You cannot equate yoga with cardio. However, what yoga does is use body weight and stimulate the muscles to not only tone them but also to promote weight loss. It also increases your flexibility and strength.
Do not go too jazzy on the clothes you wear. Wear clothes that are loose so as to do perfect poses.
There are various styles of yoga. Be aware of which one is the best for you and graduate when comfortable.
You need not do yoga every day. 4-6 times a week is perfect to see noticeable changes in your body, depending on your diet and fitness level, of course!
Do not stop practicing yoga if you body is not flexible enough. With time, your joints will open up and you will get there. Take it slow and do not go too hard on yourself.
Do not just do yoga for the sake of losing weight. Do it to feel rejuvenated and relaxed.

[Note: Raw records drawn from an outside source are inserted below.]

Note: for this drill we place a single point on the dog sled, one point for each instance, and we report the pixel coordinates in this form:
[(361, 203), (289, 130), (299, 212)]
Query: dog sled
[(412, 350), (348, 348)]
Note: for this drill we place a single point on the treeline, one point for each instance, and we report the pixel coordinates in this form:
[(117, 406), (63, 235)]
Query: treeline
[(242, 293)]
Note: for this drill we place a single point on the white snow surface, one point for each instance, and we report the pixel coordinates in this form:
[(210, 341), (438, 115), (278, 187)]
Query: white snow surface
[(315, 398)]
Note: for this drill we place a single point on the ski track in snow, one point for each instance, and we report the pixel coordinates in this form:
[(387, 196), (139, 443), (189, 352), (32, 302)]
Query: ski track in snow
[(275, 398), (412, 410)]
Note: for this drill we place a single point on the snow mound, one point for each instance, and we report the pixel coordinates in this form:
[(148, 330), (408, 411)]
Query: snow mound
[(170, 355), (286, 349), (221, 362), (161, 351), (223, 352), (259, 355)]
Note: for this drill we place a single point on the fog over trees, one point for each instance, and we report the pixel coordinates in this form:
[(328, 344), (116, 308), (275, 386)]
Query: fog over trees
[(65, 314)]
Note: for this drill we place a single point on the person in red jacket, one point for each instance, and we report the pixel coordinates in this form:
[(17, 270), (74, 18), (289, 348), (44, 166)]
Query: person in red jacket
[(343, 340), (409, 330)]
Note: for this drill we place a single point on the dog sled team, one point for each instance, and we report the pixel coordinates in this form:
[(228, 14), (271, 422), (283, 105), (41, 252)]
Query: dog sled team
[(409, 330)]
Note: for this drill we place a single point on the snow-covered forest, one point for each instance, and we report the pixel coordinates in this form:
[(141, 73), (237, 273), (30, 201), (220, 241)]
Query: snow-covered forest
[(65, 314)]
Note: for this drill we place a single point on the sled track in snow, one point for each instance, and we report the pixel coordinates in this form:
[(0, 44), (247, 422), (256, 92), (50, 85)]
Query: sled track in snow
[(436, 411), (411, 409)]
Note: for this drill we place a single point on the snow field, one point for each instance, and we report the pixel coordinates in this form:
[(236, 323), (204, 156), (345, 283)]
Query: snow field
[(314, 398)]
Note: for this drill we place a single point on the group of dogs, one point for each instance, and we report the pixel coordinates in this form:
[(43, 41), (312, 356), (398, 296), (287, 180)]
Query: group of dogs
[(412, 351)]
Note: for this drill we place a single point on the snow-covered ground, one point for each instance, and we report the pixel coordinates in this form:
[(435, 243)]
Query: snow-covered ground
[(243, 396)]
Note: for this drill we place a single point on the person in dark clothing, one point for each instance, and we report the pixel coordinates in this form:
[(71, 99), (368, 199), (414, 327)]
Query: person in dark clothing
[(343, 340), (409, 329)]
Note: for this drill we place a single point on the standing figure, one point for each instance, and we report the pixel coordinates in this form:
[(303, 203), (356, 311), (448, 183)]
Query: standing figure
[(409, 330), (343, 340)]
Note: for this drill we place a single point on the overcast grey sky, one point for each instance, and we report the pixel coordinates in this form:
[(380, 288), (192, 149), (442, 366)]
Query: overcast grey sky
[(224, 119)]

Now, lets get down to business. Here are some easy yoga asanas to get a flat belly. However, do not assume that simply doing these exercises and poses will give you the result you are looking for. It must be complemented with a proper diet regime as well.
Pose #1
Setu Bandha Sarvangasana
Instructions:
Step 1: Lie flat on the floor and bend your knees while placing your feet flat on the floor, hip width apart. Keep your arms by your side.
Step 2: Breathe out and lift your hips off the floor. Try and make a straight line from your knee to your shoulders. Your shoulder blades must be on the floor at all times.
Step 3: Slowly, clasp your arms under your back without bending your elbows. Hold for a moment.
Step 4: Unclasp them and get back to the initial position.
Step 5: Repeat again but now, clasp your arms over your head. Hold for a moment.
Step 6: Relax and bring your arms and hips back to the initial position. Repeat.
Do this exercise for 2 minutes.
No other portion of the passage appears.